“CHAQUETAS”: CLASIFICACIÓN DE LOS AFICIONADOS MEXICANOS AFECTOS A LAS EXPRESIONES ESPAÑOLAS.

CURIOSIDADES TAURINAS DE ANTAÑO EXHUMADAS HOGAÑO.

 POR: JOSÉ FRANCISCO COELLO UGALDE.

   El término de “chaquetas” no es nuevo para el lenguaje taurino de finales del siglo XIX. Ya desde la época de la independencia y más tarde, durante los difíciles momentos por los que transitó nuestro país en búsqueda de una estabilidad política, social y económica más firmes, hubo entre los bandos en conflicto diferentes acusaciones que respondían de manera cada vez más intensa y procaz. Uno de ellos fue el de “chaquetas”, que habla de traición, de los traidores, de quienes se manifestaban a favor todavía de los influjos españoles, mismo del que se emanciparon vía el terrible costo de muertes ocasionadas por el movimiento independentista. Desde luego que hubo algunos mexicanos metidos en política que consideraron oportuno el retorno de ese sistema, dadas las condiciones de inestabilidad que percibían, a lo cual solo se les tachaba de “chaquetas”. Sin embargo ya no era posible, en virtud de las razones con las que el imperio español controlaba las aspiraciones de sus colonias en América, mismas que ya habían alcanzado un estado de madurez, suficiente para emprender sin ningún tipo de tutela lo mejor de sus destinos.
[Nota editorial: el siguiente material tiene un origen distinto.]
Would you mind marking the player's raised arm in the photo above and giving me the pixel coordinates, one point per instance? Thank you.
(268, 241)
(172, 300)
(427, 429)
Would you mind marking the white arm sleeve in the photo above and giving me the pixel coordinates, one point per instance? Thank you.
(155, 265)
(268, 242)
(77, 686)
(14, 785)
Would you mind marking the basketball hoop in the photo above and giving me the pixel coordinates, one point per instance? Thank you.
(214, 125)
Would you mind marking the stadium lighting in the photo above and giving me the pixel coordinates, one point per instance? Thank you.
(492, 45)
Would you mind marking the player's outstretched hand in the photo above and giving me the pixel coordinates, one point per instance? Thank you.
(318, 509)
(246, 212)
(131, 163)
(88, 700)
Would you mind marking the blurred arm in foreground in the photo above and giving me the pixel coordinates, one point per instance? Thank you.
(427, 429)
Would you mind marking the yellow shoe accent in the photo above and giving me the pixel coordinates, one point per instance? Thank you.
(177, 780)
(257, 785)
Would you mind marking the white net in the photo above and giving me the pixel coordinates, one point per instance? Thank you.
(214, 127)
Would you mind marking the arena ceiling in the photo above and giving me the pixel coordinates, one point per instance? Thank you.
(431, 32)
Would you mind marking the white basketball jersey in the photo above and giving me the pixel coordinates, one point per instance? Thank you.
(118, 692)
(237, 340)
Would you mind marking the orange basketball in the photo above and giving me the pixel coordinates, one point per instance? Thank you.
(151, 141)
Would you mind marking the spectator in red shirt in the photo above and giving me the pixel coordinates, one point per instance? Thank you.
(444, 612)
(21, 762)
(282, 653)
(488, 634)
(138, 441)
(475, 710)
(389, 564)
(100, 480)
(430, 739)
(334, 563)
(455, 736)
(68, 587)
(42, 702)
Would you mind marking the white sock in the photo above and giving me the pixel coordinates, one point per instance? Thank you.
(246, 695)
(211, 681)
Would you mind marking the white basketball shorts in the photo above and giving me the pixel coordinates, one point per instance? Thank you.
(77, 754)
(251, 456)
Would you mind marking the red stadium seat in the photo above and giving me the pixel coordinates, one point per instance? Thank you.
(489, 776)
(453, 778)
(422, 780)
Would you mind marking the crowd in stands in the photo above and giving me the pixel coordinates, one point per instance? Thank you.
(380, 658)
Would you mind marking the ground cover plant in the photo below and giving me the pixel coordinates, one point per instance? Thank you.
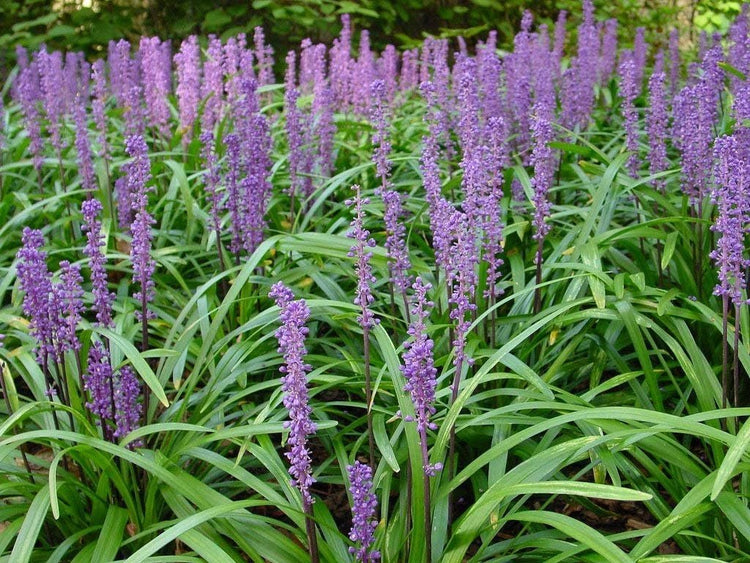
(449, 304)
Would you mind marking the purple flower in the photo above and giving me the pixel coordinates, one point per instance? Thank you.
(364, 508)
(409, 79)
(342, 65)
(103, 298)
(440, 209)
(36, 283)
(99, 382)
(28, 93)
(558, 46)
(255, 160)
(697, 106)
(380, 117)
(463, 280)
(657, 121)
(157, 81)
(608, 54)
(83, 146)
(364, 73)
(51, 74)
(322, 115)
(418, 368)
(231, 180)
(359, 251)
(188, 62)
(123, 73)
(388, 70)
(674, 62)
(127, 406)
(739, 47)
(291, 337)
(629, 89)
(212, 179)
(399, 262)
(71, 305)
(579, 81)
(212, 87)
(731, 173)
(292, 124)
(518, 84)
(97, 105)
(138, 174)
(640, 53)
(490, 71)
(543, 157)
(264, 56)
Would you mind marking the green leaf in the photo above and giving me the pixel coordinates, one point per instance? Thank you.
(734, 455)
(110, 538)
(140, 365)
(669, 248)
(32, 524)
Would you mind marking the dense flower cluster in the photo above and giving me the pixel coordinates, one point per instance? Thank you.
(364, 507)
(291, 337)
(359, 250)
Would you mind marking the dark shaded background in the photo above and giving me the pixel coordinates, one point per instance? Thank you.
(89, 25)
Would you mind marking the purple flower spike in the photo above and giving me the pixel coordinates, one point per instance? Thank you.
(360, 251)
(292, 124)
(419, 369)
(99, 382)
(97, 105)
(51, 73)
(674, 62)
(212, 179)
(36, 283)
(464, 280)
(28, 93)
(212, 88)
(608, 54)
(657, 121)
(342, 65)
(731, 172)
(103, 298)
(128, 407)
(291, 337)
(71, 303)
(264, 55)
(579, 80)
(83, 146)
(138, 174)
(188, 62)
(630, 88)
(364, 507)
(157, 81)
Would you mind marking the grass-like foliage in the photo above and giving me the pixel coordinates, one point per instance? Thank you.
(493, 301)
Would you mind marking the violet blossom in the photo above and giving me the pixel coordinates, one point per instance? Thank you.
(364, 508)
(291, 338)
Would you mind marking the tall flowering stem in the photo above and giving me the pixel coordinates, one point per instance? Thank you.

   Y ya metidos en asunto de toros, allá por 1887, cuando además de reanudarse las corridas en el Distrito Federal, tras haber soportado casi 20 años de suspensión, pronto, muy pronto se incorporó y se mostró impetuosa una modalidad cuyo peso trascendería hasta desplazar los viejos esquemas del toreo, que tanto gustaban. Sin embargo, con la asunción del toreo de a pie, a la usanza española y en versión moderna, los gustos se refinaron aún más, por lo que de manera muy rápida toreros y afición fueron haciendo suya esta forma de expresión, estimulada desde diversas tribunas periodísticas que también se mostraron a favor de la novedad, que se tornó cambio necesario en el ambiente mexicano.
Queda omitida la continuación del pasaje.